College of Petroleum Engineering and Geosciences, King Fahd University of Petroleum and Minerals, Dhahran, 31261, Saudi Arabia.
Sci Rep. 2021 Dec 6;11(1):23445. doi: 10.1038/s41598-021-02959-9.
Determination of in-situ stresses is essential for subsurface planning and modeling, such as horizontal well planning and hydraulic fracture design. In-situ stresses consist of overburden stress (σ), minimum (σ), and maximum (σ) horizontal stresses. The σ and σ are difficult to determine, whereas the overburden stress can be determined directly from the density logs. The σ and σ can be estimated either from borehole injection tests or theoretical finite elements methods. However, these methods are complex, expensive, or need unavailable tectonic stress data. This study aims to apply different machine learning (ML) techniques, specifically, random forest (RF), functional network (FN), and adaptive neuro-fuzzy inference system (ANFIS), to predict the σ and σ using well-log data. The logging data includes gamma-ray (GR) log, formation bulk density (RHOB) log, compressional (DTC), and shear (DTS) wave transit-time log. A dataset of 2307 points from two wells (Well-1 and Well-2) was used to build the different ML models. The Well-1 data was used in training and testing the models, and the Well-2 data was used to validate the developed models. The obtained results show the capability of the three ML models to predict accurately the σh and σH using the well-log data. Comparing the results of RF, ANFIS, and FN models for minimum horizontal stress prediction showed that ANFIS outperforms the other two models with a correlation coefficient (R) for the validation dataset of 0.96 compared to 0.91 and 0.88 for RF, and FN, respectively. The three models showed similar results for predicting maximum horizontal stress with R values higher than 0.98 and an average absolute percentage error (AAPE) less than 0.3%. a index for the actual versus the predicted data showed that the three ML techniques were able to predict the horizontal stresses with a deviation less than 20% from the actual data. For the validation dataset, the RF, ANFIS, and FN models were able to capture all changes in the σ and σ trends with depth and accurately predict the σ and σ values. The outcomes of this study confirm the robust capability of ML to predict σ and σ from readily available logging data with no need for additional costs or site investigation.

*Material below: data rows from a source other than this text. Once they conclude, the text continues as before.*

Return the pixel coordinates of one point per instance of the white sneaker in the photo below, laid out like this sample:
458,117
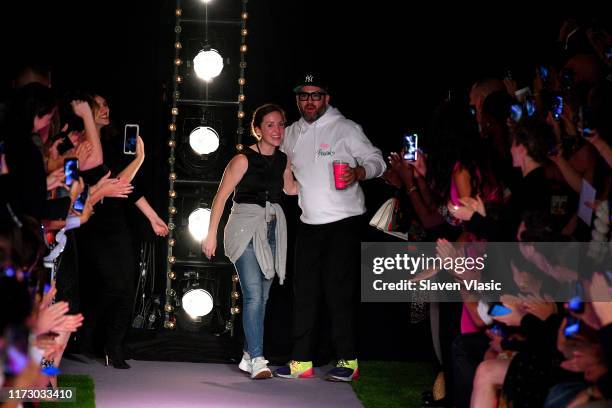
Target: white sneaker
259,368
245,364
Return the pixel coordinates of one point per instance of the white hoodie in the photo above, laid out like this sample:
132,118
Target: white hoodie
312,148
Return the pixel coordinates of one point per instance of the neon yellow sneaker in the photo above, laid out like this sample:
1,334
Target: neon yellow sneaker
345,370
296,369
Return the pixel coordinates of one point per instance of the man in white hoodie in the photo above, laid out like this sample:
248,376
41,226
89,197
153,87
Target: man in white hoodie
327,243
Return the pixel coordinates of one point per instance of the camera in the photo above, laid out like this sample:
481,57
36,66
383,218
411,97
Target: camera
71,170
410,146
79,203
129,138
497,309
576,303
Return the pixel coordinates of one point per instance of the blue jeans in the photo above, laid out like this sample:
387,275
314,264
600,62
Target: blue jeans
255,289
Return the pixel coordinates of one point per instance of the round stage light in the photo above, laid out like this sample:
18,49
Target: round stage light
208,64
198,223
197,303
204,140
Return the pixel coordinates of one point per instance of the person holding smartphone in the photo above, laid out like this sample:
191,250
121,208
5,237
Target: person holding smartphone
105,244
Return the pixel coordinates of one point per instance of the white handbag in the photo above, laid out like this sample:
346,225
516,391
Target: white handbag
383,219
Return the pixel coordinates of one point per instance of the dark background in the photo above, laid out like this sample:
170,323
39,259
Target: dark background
388,65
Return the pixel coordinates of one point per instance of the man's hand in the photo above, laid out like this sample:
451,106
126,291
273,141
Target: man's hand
352,174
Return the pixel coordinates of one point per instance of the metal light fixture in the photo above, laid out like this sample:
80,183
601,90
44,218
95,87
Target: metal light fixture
198,223
208,64
204,140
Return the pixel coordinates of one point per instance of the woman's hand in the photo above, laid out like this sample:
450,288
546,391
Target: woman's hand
516,315
475,204
420,164
139,148
55,179
159,226
209,245
83,151
540,308
81,109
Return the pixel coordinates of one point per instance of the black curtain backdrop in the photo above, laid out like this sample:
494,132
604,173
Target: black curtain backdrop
388,65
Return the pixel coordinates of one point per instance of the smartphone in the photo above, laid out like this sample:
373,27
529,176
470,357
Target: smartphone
572,327
497,309
529,106
410,146
556,106
516,112
498,330
79,203
129,138
16,350
576,302
543,73
71,170
586,119
567,79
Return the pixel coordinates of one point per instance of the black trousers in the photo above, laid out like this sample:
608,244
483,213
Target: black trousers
108,272
326,268
468,352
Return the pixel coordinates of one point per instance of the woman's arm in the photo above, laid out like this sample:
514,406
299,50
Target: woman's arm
83,110
231,177
290,185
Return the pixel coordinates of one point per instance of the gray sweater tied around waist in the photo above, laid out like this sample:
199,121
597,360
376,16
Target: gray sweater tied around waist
249,221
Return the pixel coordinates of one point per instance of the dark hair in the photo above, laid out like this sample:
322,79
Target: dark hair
537,137
454,137
259,114
66,113
29,101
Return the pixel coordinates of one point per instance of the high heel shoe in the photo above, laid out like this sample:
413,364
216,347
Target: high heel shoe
115,359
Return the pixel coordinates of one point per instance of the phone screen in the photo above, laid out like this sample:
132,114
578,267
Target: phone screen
79,203
572,326
497,309
516,112
530,107
16,350
576,303
410,146
543,72
65,145
129,141
557,106
586,116
71,170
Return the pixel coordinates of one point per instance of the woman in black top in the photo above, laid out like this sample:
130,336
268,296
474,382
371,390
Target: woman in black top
257,175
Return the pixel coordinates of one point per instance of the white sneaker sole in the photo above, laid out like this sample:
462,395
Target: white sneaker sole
262,374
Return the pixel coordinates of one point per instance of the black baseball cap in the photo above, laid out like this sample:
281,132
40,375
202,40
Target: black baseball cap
311,78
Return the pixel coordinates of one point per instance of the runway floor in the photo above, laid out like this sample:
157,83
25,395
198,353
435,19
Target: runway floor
174,384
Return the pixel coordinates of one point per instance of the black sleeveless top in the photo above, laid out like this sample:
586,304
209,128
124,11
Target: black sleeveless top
263,180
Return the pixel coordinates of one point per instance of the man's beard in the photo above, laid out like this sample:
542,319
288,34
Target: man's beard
311,117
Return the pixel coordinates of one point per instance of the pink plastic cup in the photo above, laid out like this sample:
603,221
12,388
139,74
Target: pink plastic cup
339,167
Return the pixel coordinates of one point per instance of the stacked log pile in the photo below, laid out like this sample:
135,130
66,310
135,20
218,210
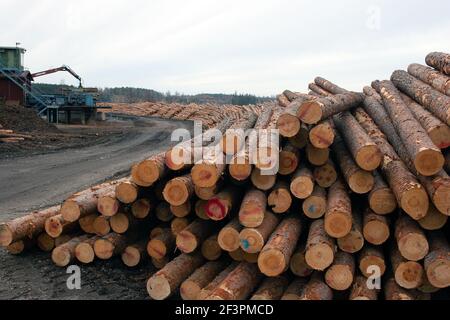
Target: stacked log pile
357,209
9,136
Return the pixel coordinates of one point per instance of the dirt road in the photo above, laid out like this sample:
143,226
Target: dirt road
43,180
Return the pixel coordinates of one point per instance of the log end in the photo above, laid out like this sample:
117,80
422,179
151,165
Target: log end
272,263
429,162
6,235
310,112
319,257
70,211
361,182
103,249
85,253
158,287
61,256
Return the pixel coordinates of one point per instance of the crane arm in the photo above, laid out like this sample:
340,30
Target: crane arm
63,68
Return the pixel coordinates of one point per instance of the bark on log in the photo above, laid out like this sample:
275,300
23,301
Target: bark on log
411,240
302,183
229,236
315,206
320,247
275,256
192,286
252,240
370,258
440,61
340,274
239,284
271,289
85,202
29,226
280,199
365,152
312,112
338,217
375,228
407,274
191,237
437,262
166,281
434,101
381,199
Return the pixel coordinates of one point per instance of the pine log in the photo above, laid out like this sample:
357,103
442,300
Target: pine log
192,286
101,226
338,217
229,236
360,291
375,228
133,254
317,290
434,220
64,254
252,240
166,281
275,256
253,209
56,226
221,205
341,273
141,208
410,194
411,240
320,247
312,112
437,262
238,284
161,245
438,131
360,181
84,251
192,237
271,289
440,61
110,245
298,265
211,249
407,274
322,135
85,202
262,180
369,258
29,226
163,212
381,199
206,291
364,151
179,190
434,101
317,157
152,169
295,290
315,206
280,199
326,175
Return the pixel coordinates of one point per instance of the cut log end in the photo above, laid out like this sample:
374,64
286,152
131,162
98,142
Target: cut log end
429,162
158,287
272,263
70,211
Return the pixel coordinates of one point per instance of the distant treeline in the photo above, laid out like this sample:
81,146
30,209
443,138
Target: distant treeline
133,95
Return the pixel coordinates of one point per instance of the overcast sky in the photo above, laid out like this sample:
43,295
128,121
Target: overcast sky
252,46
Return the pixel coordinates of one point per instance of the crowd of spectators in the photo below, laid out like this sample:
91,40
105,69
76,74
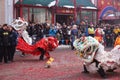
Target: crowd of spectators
65,34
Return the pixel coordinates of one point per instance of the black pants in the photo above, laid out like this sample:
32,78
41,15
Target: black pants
4,54
12,52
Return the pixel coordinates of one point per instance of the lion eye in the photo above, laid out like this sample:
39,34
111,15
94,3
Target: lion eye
19,23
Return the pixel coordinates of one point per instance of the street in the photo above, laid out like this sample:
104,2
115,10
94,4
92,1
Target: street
66,66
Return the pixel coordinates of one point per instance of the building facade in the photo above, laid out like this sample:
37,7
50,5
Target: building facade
6,11
109,11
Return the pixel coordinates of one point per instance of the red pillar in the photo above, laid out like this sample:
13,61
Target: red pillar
28,14
21,9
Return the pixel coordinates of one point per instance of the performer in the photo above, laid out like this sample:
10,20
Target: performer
117,40
24,44
91,51
99,34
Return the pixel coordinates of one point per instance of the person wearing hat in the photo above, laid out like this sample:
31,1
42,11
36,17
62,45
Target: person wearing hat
4,43
91,30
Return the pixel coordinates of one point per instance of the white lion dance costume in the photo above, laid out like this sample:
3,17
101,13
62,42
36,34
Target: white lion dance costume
90,51
42,46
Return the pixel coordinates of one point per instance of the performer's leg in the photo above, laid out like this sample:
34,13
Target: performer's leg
111,70
42,53
102,72
47,55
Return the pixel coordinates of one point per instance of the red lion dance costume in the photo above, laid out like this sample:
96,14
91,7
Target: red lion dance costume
99,34
41,47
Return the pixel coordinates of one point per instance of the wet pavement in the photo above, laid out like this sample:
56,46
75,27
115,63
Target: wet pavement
66,66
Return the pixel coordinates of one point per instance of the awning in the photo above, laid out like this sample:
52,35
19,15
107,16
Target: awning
61,3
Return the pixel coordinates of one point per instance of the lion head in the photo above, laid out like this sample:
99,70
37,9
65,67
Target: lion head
86,48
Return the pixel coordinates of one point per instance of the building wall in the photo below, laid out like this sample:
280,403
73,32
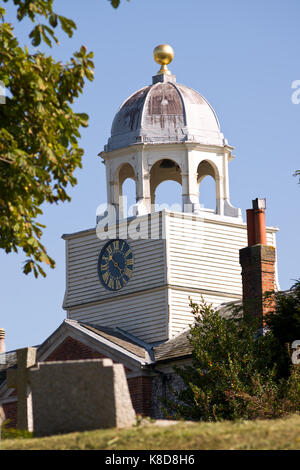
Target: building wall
203,261
191,256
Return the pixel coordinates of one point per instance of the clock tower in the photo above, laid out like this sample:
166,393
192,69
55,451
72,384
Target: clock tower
139,273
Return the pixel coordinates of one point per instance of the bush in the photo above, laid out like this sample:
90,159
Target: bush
232,374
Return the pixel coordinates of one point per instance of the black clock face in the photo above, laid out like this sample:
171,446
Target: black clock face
115,264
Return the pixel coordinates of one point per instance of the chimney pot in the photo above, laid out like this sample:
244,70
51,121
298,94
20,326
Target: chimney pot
2,341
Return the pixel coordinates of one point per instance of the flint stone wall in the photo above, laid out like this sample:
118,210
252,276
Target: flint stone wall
80,395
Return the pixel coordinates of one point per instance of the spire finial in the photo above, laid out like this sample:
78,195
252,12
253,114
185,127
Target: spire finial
163,55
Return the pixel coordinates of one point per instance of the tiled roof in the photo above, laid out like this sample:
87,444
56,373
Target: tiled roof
116,337
174,348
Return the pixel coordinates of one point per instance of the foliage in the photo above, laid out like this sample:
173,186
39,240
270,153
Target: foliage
284,325
251,435
39,131
232,374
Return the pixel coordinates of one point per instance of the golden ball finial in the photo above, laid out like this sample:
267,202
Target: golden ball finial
163,55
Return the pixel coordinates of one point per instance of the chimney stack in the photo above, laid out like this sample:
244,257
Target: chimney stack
258,265
2,341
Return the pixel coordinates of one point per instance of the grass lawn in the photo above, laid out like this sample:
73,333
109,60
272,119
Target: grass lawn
282,433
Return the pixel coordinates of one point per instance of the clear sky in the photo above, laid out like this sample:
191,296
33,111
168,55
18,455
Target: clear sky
242,56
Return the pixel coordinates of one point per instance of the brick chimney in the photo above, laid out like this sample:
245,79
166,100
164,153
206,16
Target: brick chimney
258,265
2,340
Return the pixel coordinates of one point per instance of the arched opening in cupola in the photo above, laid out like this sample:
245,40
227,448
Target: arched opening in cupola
165,185
206,179
126,182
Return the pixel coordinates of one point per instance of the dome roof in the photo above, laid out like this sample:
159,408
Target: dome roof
165,112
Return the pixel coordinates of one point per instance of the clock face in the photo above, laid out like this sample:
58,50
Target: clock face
115,264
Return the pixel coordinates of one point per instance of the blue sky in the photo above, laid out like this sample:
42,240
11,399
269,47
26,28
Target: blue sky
241,56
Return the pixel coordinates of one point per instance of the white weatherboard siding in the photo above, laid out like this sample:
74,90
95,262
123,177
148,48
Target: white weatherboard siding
143,315
203,259
83,285
195,256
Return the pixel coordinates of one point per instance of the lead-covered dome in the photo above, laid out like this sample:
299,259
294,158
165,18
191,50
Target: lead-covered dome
165,112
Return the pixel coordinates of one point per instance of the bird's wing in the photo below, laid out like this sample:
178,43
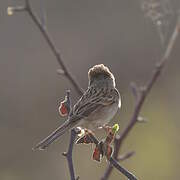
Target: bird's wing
93,99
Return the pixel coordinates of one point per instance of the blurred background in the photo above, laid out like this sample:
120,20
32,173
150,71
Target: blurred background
124,35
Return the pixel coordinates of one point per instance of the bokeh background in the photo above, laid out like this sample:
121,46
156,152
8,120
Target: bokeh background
116,33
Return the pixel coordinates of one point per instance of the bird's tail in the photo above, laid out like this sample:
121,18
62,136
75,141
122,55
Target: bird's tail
54,135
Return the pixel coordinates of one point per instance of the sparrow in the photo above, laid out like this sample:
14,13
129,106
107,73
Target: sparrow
94,109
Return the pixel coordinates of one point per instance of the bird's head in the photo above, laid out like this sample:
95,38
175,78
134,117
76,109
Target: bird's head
101,75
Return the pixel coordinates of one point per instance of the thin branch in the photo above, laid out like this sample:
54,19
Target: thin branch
112,162
52,46
144,92
126,156
68,154
74,133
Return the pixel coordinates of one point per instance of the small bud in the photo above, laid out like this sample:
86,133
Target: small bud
10,11
115,128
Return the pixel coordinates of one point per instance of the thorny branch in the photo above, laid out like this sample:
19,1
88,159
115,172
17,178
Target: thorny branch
113,162
141,94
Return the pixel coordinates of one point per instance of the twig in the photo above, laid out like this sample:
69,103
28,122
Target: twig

原地应力的确定对于地下规划和建模至关重要,例如水平井规划和水力压裂设计。原地应力由上覆应力(σ)、最小水平应力(σ)和最大水平应力(σ)组成。σ和σ难以确定,而上覆应力可以直接从密度测井中确定。σ和σ可以通过钻孔注入测试或理论有限元方法来估算。然而,这些方法复杂、昂贵,或者需要不可用的构造应力数据。本研究旨在应用不同的机器学习(ML)技术,特别是随机森林(RF)、函数网络(FN)和自适应神经模糊推理系统(ANFIS),使用测井数据预测 σ 和 σ。测井数据包括伽马射线(GR)测井、地层体积密度(RHOB)测井、纵波(DTC)和横波(DTS)渡越时间测井。使用来自两口井(井 1 和井 2)的 2307 个点数据集来构建不同的 ML 模型。井 1 数据用于训练和测试模型,井 2 数据用于验证开发的模型。结果表明,这三种 ML 模型能够使用测井数据准确地预测 σ h 和 σ H。比较 RF、ANFIS 和 FN 模型对最小水平应力预测的结果表明,与 RF 和 FN 相比,ANFIS 的相关系数(R)对于验证数据集分别为 0.96、0.91 和 0.88,表现出更好的预测能力。对于最大水平应力的预测,三个模型的结果相似,R 值均高于 0.98,平均绝对百分比误差(AAPE)均小于 0.3%。a 指数用于表示实际数据与预测数据之间的偏差,表明三种 ML 技术能够以小于实际数据 20%的偏差来预测水平应力。对于验证数据集,RF、ANFIS 和 FN 模型能够捕捉到 σ 和 σ 随深度的变化趋势,并准确预测 σ 和 σ 值。本研究的结果证实了 ML 从现成的测井数据中预测 σ 和 σ 的强大能力,无需额外的成本或现场调查。